From almost the beginning, however, the Soviet system betrayed its own ideals in the most violent and sordid ways. Beginning in 1929, Stalin reintroduced a kind of serfdom when he forced most of the country’s peasants onto collective farms. When the peasants resisted, millions of the more prosperous farmers, known pejoratively as kulaks, were stripped of their property and exiled to Siberia. Then the state wiped out lingering defiance through a deliberate “terror famine” in 1932. All told, as many as 11 million people died during collectivization. Millions more perished in Stalin’s great purges in the late 1930s, when the dictator’s critics and opponents-real or imagined-were marked for extermination or disappearance into the gulag. “A single death is a tragedy, a million deaths is a statistic,” Stalin was quoted as saying. His crimes were denounced by Khrushchev in 1956 and later, more effectively, by Gorbachev. But the sycophants who survived the purges furnished the presiding deadwood for Leonid Brezhnev’s regime.

Western socialists began to turn against Soviet communism as early as the 1930s, when Stalin’s show trials made gorges rise. By Brezhnev’s heyday, genuine belief in communism had all but died out in the Soviet Union itself. It was replaced by bitter cynicism and by a deadly form of egalitarianism that unconsciously prefers shared misery to individual advancement.
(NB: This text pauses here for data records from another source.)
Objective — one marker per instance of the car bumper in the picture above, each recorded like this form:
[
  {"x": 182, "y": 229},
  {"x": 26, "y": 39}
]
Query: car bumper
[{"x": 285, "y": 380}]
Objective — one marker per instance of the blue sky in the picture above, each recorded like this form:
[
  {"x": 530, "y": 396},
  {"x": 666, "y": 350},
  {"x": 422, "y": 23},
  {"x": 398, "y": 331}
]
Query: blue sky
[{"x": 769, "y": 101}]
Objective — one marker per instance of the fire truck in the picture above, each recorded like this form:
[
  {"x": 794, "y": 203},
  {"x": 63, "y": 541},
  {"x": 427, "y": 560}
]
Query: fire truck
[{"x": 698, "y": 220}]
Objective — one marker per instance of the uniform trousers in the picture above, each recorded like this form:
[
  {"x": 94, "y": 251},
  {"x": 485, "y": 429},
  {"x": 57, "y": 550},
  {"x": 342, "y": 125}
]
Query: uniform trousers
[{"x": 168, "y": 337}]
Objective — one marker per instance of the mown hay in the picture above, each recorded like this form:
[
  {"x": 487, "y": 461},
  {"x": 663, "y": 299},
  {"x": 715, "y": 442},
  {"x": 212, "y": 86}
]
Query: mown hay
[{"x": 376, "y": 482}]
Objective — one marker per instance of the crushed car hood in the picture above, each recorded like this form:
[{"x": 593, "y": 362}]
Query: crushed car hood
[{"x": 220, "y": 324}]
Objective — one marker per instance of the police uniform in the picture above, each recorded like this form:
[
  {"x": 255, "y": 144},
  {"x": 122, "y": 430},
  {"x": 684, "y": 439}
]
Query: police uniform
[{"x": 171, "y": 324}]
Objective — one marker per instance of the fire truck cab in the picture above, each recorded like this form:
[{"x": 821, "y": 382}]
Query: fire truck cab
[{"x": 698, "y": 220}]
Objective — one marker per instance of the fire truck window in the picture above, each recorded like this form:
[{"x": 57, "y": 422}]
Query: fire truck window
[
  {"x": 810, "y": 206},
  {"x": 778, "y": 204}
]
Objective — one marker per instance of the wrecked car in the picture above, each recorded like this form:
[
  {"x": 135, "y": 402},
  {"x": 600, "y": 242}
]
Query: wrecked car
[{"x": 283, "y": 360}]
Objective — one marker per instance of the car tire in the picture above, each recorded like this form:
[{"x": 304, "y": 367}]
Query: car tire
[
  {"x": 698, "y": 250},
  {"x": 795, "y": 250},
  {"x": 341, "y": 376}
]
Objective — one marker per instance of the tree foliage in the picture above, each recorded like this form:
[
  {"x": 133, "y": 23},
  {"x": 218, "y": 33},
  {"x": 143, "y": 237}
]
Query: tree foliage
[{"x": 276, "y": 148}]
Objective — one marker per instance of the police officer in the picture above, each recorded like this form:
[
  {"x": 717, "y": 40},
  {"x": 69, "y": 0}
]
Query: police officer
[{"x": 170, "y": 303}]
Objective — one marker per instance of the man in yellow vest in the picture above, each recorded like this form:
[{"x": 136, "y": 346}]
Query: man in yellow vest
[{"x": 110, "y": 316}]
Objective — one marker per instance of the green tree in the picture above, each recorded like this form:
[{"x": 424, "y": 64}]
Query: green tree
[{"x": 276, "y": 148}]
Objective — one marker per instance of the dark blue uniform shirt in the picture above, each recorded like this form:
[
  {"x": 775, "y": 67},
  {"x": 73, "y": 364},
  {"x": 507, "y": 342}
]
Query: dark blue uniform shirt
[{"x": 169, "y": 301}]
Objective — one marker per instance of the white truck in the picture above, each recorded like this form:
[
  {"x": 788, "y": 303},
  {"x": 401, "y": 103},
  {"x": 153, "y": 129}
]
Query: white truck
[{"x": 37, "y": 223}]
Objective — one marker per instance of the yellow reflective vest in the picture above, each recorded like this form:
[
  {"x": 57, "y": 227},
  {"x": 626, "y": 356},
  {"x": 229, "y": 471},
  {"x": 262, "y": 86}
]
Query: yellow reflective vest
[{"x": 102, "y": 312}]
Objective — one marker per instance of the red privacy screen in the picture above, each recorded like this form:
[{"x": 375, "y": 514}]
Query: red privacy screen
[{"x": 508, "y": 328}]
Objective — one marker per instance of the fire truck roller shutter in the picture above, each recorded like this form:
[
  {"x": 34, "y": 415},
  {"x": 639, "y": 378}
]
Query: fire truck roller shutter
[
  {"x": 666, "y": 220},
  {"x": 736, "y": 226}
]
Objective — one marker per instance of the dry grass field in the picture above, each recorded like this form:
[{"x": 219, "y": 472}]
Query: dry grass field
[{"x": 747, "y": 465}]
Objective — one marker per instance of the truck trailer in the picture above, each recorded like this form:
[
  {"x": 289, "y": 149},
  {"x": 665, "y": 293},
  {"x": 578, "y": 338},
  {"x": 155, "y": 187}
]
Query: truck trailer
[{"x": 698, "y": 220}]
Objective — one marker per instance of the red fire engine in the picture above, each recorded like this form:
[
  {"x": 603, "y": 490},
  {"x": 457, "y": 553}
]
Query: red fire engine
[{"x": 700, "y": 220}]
Rigid central authority was stifling the economy and papering over the ethnic conflicts that would eventually help tear the country apart. A gigantic military buildup-prompted by Khrushchev’s humiliation in the Cuban missile crisis of 1962-was impoverishing the nation. After successful interventions in a number of “fraternal socialist” countries, including Hungary in 1956 and Czechoslovakia in 1968, the Kremlin went one bridge too far and tried to subdue unruly Afghanistan, miring itself in a rocky quagmire.
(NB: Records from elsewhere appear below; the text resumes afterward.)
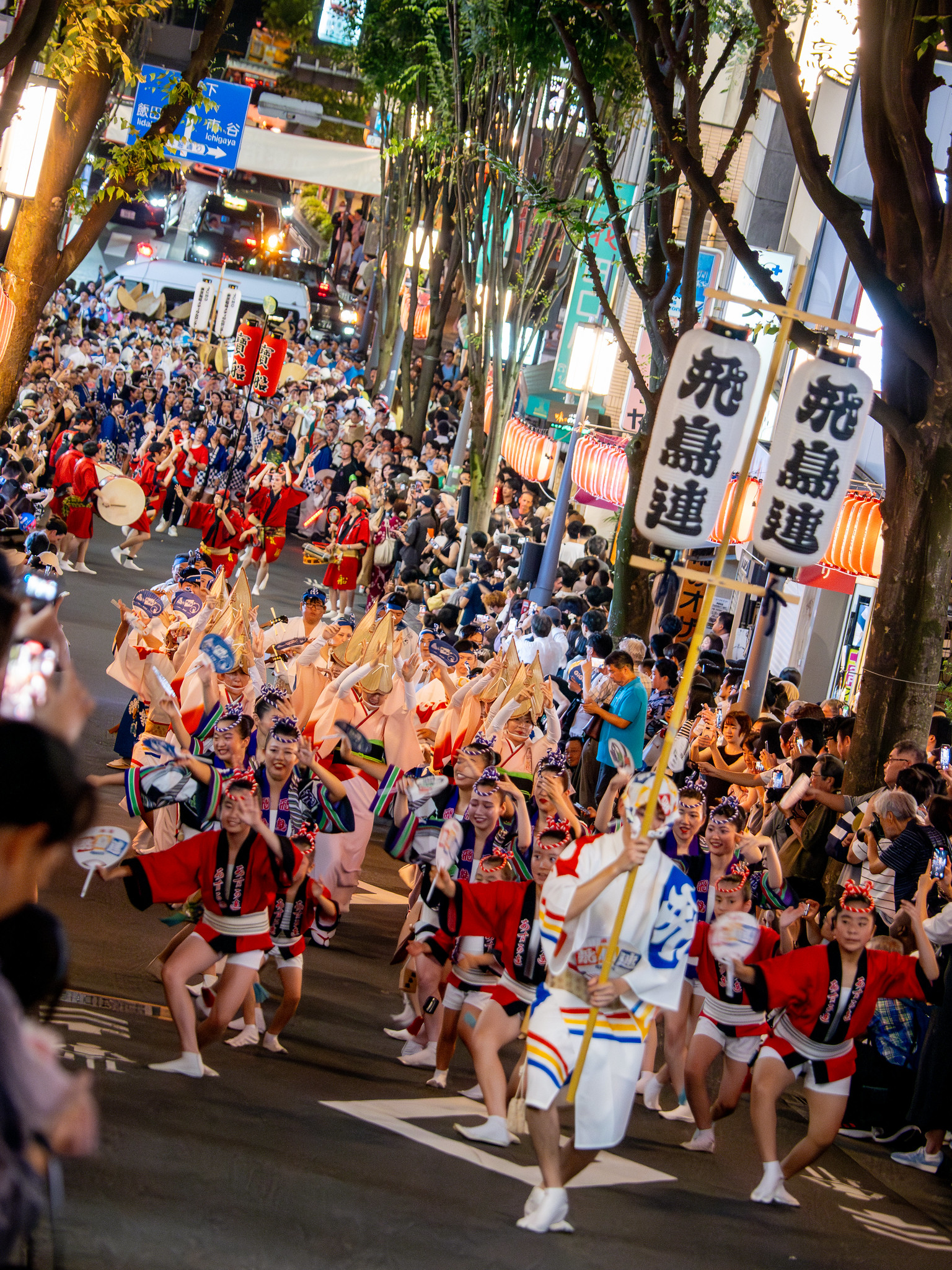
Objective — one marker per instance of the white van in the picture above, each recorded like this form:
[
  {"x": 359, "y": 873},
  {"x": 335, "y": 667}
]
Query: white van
[{"x": 179, "y": 278}]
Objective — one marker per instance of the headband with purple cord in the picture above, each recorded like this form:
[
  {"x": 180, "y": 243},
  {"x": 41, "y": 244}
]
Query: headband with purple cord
[
  {"x": 244, "y": 776},
  {"x": 733, "y": 879},
  {"x": 273, "y": 695},
  {"x": 284, "y": 729},
  {"x": 728, "y": 809}
]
That set the stage for Gorbachev’s rise to power in 1985 and the well-meaning reforms that within a few years would destroy the system rather than save it. “He didn’t know how to make sausage, but he did know how to provide freedom,” the daily Komsomolskaya Pravda said of Gorbachev, not unkindly. But for the moment, at least, most citizens of the former Soviet Union were more concerned with obtaining sausages than freedom. Gorbachev himself insisted that his policies were “historically correct,” though he admitted to “certain mistakes and blunders” in execution. He said he would remain in politics somehow–“I have big plans,” he told reporters enigmatically-and he warned President Bush: “Watch out for Russia. They will zig and zag. It won’t all be straightforward.”

The principal successor to eight Soviet leaders is Russian President Boris Yeltsin, who gave up on the Communist Party only in 1990, after it gave up on him. Yeltsin thwarted the communists’ final use of force during the coup last August. “We are sick and tired of pessimism,” he said the day Gorbachev quit. “The people … need some faith, finally.” It has been decades since the Soviet Union gave its own people something worthy of their faith, if it ever did. Rebuilding their hope may be Yeltsin’s toughest challenge.